从2000年4月地方分权一揽子法颁布施行,再到2006年9月以前实施的分权分离型改革,经历种种变化之后,过去一直受到重视的地区公平性已不再是政府悉心关照的重点。一系列的改革拉大了地区之间的差距。

对此反应最为敏感的是基层自治体的首长。据2001年8月的调查显示,都道府县的知事回答称废除机关委任事务制度后,行政运作变得简单易行了,而市长们却表示财政和事务量方面的负担有所增加。

实施三位一体改革之前,都道府县与市町村之间的热情也存在温度差(*2),由于改革造成中央政府的财源保障功能弱化,地方政府之间的横向关系发生了恶化。分析2007年面向全国市町村长开展的调查可以发现,79.4%的市町村长对分权分离型改革做出了消极或否定性的评价(有效答卷806份)。

相反,在财政方面尝到甜头的市町村长针对追求分权和分离目标的改革带来裁量权增加这一点给予了积极评价。此外,越是强调领导力的首长,越是支持分权分离型的改革,反对采用护卫船队般的方式全程控制地方政府(*3).

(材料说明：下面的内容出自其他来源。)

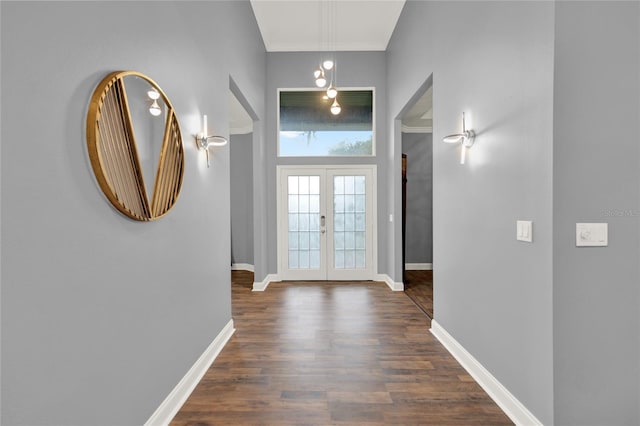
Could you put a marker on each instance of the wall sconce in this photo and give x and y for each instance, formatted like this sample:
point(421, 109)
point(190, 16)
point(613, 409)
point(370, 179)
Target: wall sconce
point(204, 141)
point(154, 109)
point(466, 138)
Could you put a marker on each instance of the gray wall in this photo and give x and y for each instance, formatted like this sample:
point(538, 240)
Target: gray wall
point(596, 179)
point(101, 315)
point(419, 235)
point(355, 69)
point(492, 293)
point(241, 156)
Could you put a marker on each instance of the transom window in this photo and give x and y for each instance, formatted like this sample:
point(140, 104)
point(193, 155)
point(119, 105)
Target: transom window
point(307, 128)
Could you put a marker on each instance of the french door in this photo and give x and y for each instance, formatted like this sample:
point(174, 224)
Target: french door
point(326, 222)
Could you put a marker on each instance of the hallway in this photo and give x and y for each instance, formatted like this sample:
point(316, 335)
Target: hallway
point(333, 353)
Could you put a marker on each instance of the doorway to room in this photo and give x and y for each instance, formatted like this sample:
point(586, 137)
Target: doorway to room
point(326, 222)
point(241, 141)
point(417, 197)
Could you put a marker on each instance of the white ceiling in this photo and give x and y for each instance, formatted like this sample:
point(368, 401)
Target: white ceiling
point(326, 25)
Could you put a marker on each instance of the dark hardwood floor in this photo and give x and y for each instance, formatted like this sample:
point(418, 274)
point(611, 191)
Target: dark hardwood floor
point(418, 285)
point(333, 353)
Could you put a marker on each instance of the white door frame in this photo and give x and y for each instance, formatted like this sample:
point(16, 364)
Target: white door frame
point(371, 169)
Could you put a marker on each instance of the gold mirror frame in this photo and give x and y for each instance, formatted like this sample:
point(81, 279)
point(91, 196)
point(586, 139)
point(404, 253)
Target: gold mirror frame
point(114, 155)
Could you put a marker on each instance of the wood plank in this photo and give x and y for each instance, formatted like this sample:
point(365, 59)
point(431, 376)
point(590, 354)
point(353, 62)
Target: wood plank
point(334, 353)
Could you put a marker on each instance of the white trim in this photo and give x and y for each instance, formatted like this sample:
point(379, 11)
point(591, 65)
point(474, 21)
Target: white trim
point(178, 396)
point(387, 280)
point(242, 267)
point(513, 408)
point(416, 129)
point(325, 272)
point(418, 266)
point(262, 286)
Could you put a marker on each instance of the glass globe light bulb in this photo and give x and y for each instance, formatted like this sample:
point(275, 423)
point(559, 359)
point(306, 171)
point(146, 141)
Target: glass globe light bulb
point(155, 109)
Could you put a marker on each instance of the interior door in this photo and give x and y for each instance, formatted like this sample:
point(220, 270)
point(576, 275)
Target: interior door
point(326, 223)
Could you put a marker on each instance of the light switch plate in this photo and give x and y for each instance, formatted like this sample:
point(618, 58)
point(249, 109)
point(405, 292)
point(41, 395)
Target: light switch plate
point(524, 230)
point(592, 234)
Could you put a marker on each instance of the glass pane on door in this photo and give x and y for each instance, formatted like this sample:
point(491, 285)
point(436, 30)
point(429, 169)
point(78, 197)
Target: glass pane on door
point(303, 200)
point(349, 222)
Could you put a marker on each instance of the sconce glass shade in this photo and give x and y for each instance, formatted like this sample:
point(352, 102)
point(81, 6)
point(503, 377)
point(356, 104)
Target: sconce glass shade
point(332, 92)
point(321, 81)
point(155, 109)
point(335, 107)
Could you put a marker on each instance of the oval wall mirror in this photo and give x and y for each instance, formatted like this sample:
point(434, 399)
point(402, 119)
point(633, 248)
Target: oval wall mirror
point(135, 145)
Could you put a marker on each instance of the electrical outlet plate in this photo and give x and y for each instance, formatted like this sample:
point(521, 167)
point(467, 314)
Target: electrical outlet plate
point(592, 234)
point(524, 230)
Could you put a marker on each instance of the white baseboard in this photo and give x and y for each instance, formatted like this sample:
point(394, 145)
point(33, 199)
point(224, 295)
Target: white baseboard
point(242, 267)
point(178, 396)
point(262, 285)
point(513, 408)
point(387, 279)
point(418, 266)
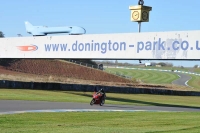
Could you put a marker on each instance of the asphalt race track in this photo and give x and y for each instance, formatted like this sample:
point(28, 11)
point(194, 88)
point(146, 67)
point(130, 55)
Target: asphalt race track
point(184, 78)
point(14, 106)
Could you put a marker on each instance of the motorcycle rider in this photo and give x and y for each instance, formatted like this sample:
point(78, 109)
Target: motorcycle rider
point(102, 92)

需求方的多数派是在财政上得不到好处的市町村长,他们对分权分离型地方分权改革所持的消极态度在政治方面产生了重大意义。地方政府之间的矛盾促使市町村长逐渐取代知事变成了需求方的领军人物。

政权更替加剧“地方主权”之争

考虑到频繁举行的政权选举,作为改革供应方的政府执政党领导集体无法对市町村长的疲劳感和消极态度视而不见。

国会委员长拥有在国会会期内决定法案表决时间的权力,如果未能掌握这一要职,政府执政党就无法控制立法过程。为了获得委员长职位,即为了迅速而平稳地通过法案,仅在众参两院的选举中赢得单纯过半数还不够,必须在选举中“大获全胜”。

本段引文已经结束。